Fwd: Re: Fwd: Re: A common VFS and a Common conf-system [Part II]
dave at cridland.net
Thu Mar 10 11:35:23 EET 2005
On Thu Mar 10 02:22:30 2005, gtg990h at mail.gatech.edu wrote:
> Quoting Dave Cridland <dave at cridland.net>:
> > I think we could reasonably expect ftp to be able to "Just work" like this,
> > as well as http - as long as that http scheme URL resolved to WebDAV, and we
> > weren't doing anything too weird.
> > Much more than that, and we're starting to expect too much.
> There is no reason to expect more than what can be represented via POSIX +
> xattrs. I think you can do quite a lot with that combo, but you clearly can't do
> everything. That's okay, because you don't have to represent everything as POSIX
> (or Win32, or whatever the host OS is). If the user cannot be reasonably
> expected to want to use CLI tools on files behind a given protocol, then the
> D-VFS daemon can just implement that protocol itself. The nice thing is that the
> protocols on which the user might want to use existing tools are correlated with
> those that lend themselves to being represented using existing file APIs.
Right... So what you're saying is *not*:
"I want to ditch the entire concept of a userland VFS system, because the kernel could do these things."
"I want to be able to access some D-VFS features via a POSIX API, through traditional mounts."
Everything else you say is implementation detail, precisely the same kind of erroneous argument (at this stage) as you're accusing Sean of. It doesn't matter, in principle, whether D-VFS mounts filesystems in the kernel, or whether the POSIX semantics rely on forwarding stuff via FUSE and similar to D-VFS.
FWIW, I agree that if we can sanely shift, for sake of example, FTP access into kernels, then we should. But that's not always possible - some FTP servers are simply sufficiently esoteric that they make this kind of thing impossible [They're still standards compliant, just weird]. I'm deeply unconvinced that HTTP can work this way too, without WebDAV, and I deeply worry that we end up with the horrible mess of, instead of a POSIX API, an API which has been bent and broken to vaguely smell like POSIX. It's bad enough with NFS and Samba, and they're *good* examples.
> > But yet, if I give my image viewer the IMAP URL pointing to that photo
> > someone just sent me, I can clearly expect the image viewer to be capable of
> > using it. Do I care that I can't use "cp" on it?
> Exactly. But similarly, if somebody links me to a TeX file on a ftp drive, I
> *do* expect to be able to run pdftex on it.
Expect away. To make this work efficiently and sanely, you're expecting the kernel to handle a slew of internet drafts and heuristic parsing.
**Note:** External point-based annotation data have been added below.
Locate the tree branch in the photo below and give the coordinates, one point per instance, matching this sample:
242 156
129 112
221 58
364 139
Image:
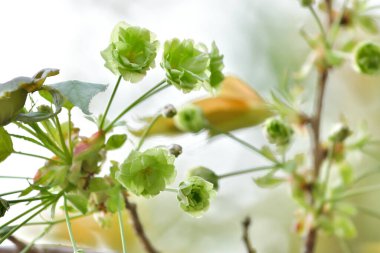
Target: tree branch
248 245
315 126
139 229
I think this is sufficiently nasty to warrant handling FTP in userspace anyway.
> I should not that I'm not saying that "D-VFS shouldn't use URIs", rather that
> "URIs shouldn't be mandatory". This seems obvious, because you still want to
> support names of the form "/home/me/document.txt" for file://, but that needn't
> be a special case as it is in KIO and gnome-vfs. Namespaces only need to be
> unified for things that the user considers to be files. That means it would be
> nice to extend native pathnames to filesystems (ssh, ftp, etc), that the user
> could reasonably be expected to consider as containing "files".
Okay... Let me summarize:
You want an API that, when a process requests of D-VFS access to some file, D-VFS can essentially hand back a local filename - a sort of redirection. This would, presumably, always happen in the case of file scheme URIs referencing the local filesystem, but might also happen for WebDAV enabled "http" ones. Is that about right?